Le créateur de la série Peaky Blinders propose, sur Netflix, un tout nouveau projet : House of Guinness. Mais arrive-t-il à se hisser au niveau de son show culte ?
par Alexis Thibault.
House of Guinness, la nouvelle série du créateur de Peaky Blinders
La série House of Guinness, disponible sur Netflix depuis septembre 2025, s’ouvre comme un drame shakespearien. En 1868, un patriarche s’effondre, et de son absence surgit un empire à maintenir. À la mort de Sir Benjamin Guinness, ses quatre enfants — Arthur, Edward, Anne et Ben — se retrouvent prisonniers d’un testament qui lie fraternité, héritage et pouvoir. Huit épisodes composent cette fresque tendue, oscillant entre Dublin et New York, sous la direction de Steven Knight. Il est à l’origine de l’incontournable programme Peaky Blinders, débuté en 2012.

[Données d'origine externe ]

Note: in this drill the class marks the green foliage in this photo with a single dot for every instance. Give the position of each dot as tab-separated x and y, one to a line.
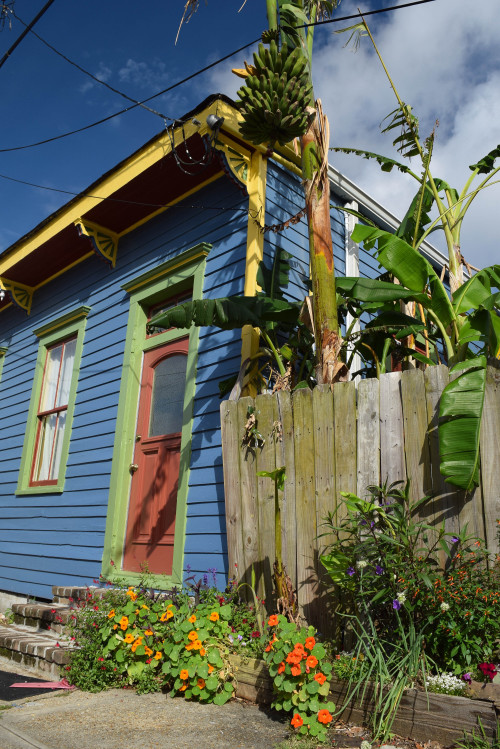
180	640
403	575
300	672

Aux fils aînés revient la brasserie, véritable forteresse économique ; aux autres, la dispersion des fortunes et des domaines. La fiction s’ancre donc dans les archives du XIXᵉ siècle, qui documentent les fractures d’un legs aussi lucratif… que toxique.
Sur le plan esthétique, Steven Knight recycle ici des procédés déjà éprouvés dans Peaky Blinders. Ainsi, House of Guinness aligne les mêmes signatures visuelles, mais sans l’aura ni la puissance de nouveauté qui faisaient jadis leur efficacité. Des ralentis réguliers et des morceaux contemporains (notamment de Fontaines D.C.) qui accompagnent certaines séquences spectaculaires.

Pourquoi l’histoire de la maison Guinness fascine ?
Mais l’histoire de la famille Guinness demeure intéressante, car elle embrasse plus qu’un simple héritage économique. Elle incarne l’intersection du capital, du symbolique et du social. Dès l’ouverture, la mort de Benjamin Lee Guinness fait battre la ville comme un tambour. Les quatre héritiers se toisent, mêlant orgueil et crainte. Les docks, les paroisses, les ruelles sombres ouvrent la scène d’un capitalisme naissant qui cherche encore sa morale.
Dans la rue, le nom Guinness sonne d’ailleurs comme un outil aux mains des protestants anglais, étendard d’une domination sociale et spirituelle. Il faut dire que Benjamin Guinness était particulièrement détesté. Par sa famille et par le reste. La brasserie est donc une mécanique prête à s’emballer, capable, par ses fortunes et ses clientèles, de déplacer l’équilibre politique du Royaume-Uni. House of Guinness ne raconte pas seulement un empire brassicole, mais aussi la façon dont un héritage peut se transformer en dette.

Un casting de choix
On retiendra aussi de cette série son casting de choix. Anthony Boyle — vu dans Masters of the Air (2024) et Tolkien (2019) —, Louis Partridge — révélé par Enola Holmes (2020) et Emily Fairn composent une fratrie d’héritiers aux gestes à vif. Ambition, pudeur et blessures à fleur de peau… L’acteur britannique James Norton Little Women (2019) — dévoile une partition tranchante. Beaucoup de critiques louent le jeu de ce dernier et son charisme brut.
Certains rapprochent ces rivalités fraternelles des dynamiques de l’excellente série Succession (2018). L’analogie éclaire la question centrale : l’héritage fonde-t-il la légitimité ou la conteste-t-il ? Au final, on saluera l’ampleur et la tenue plastique de la série, tout en notant une mise en route trop appliquée.
On regrette des dialogues d’exposition qui alourdissent parfois la marche et des morceaux anachroniques parfois maniéristes. Aussi, le vernis visuel polit, à certains moments, la rugosité sociale annoncée. Quant aux seconds rôles féminins, ils sont malheureusement sous-écrits.
House of Guinness (2025) de Steven Knight, disponible sur Netflix.